LISTEN: “More Than a Week After Explosion, Gas Still Pours from Frack Well”

Sarah Long Smith and her husband returned to their home in Powhatan Point after being evacuated by Belmont County emergency officials for two nights. XTO paid for a hotel room thirty miles away.

Long Smith can still hear the leak, a constant low sound in the distance. “It’s eerie,” she said, “And so you wonder what in the world is exactly going on? You just wonder what’s happening and if it’s still escaping, then it’s in the air.”

Smoke from the fire was still visible three days after the explosion. Photo: Rich Sidwell

State and federal regulators are monitoring air quality around the site and at nearby homes, according to XTO Energy. Long Smith said she doesn’t want to panic about the ongoing leak, “…They said that the EPA was here, and they wouldn’t have us go back until it was safe. I guess you have to trust it.”

XTO spokesperson Karen Matusic said the well that exploded was one of four on the pad, and was almost in production. XTO is working with a well-control crew from Texas to plug it. “Right now we are still clearing debris,” she said. “And currently we are following a methodical process to safely address the integrity of an adjacent well on the same pad site.”

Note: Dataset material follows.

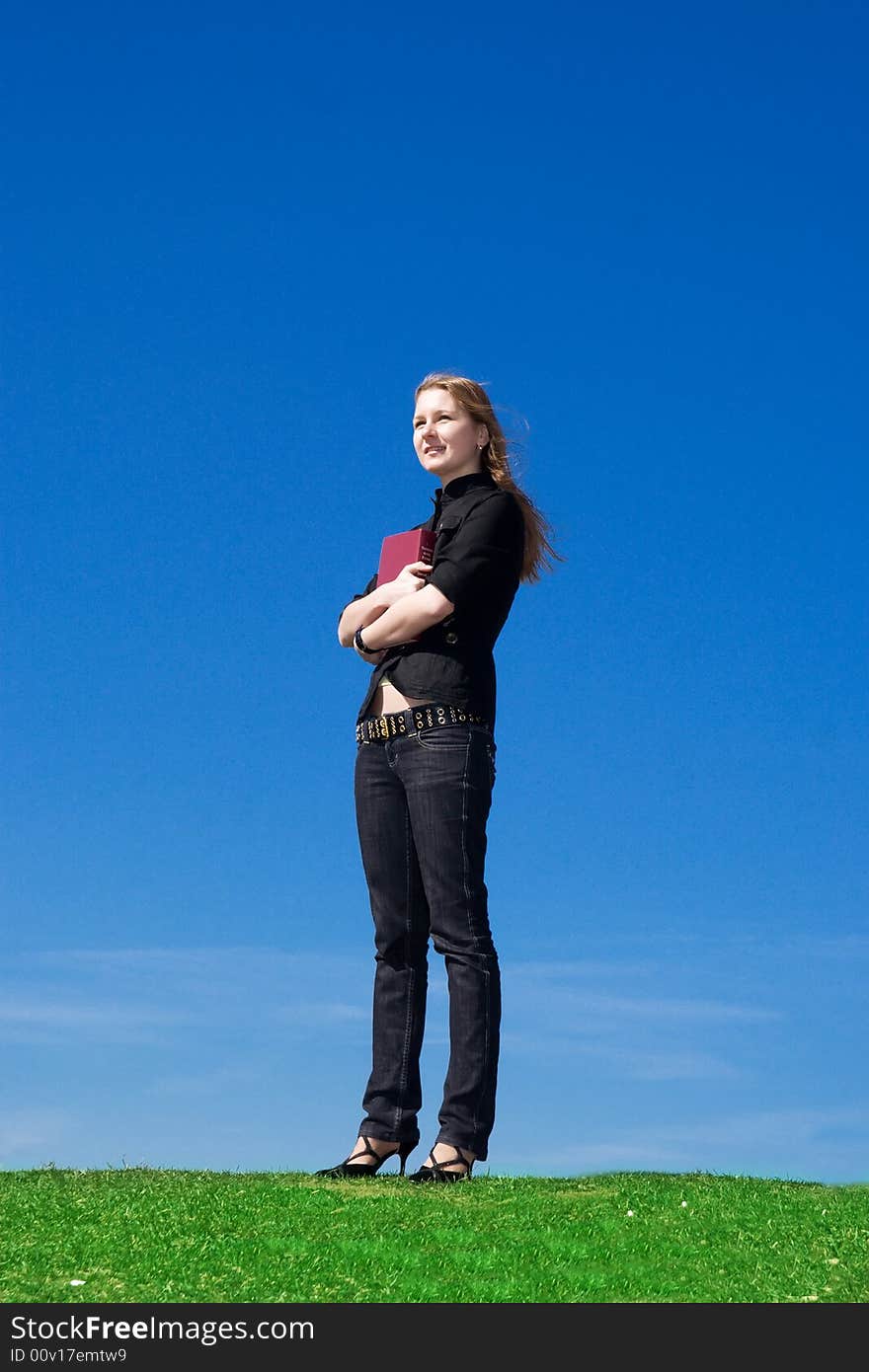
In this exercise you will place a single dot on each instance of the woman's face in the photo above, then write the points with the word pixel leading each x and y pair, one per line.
pixel 445 436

After the explosion, a construction crane ended up on top of one of the working wells, and that’s slowing down the crew’s ability to cap the leaking well.

Rain has been slowing progress. The company doesn’t know how much gas is leaking, or how much clean up will cost. In addition to monitoring the air, Matusic said regulators have also set up floating booms in nearby Captina Creek, to protect it from salty brine water that’s also pouring from the well.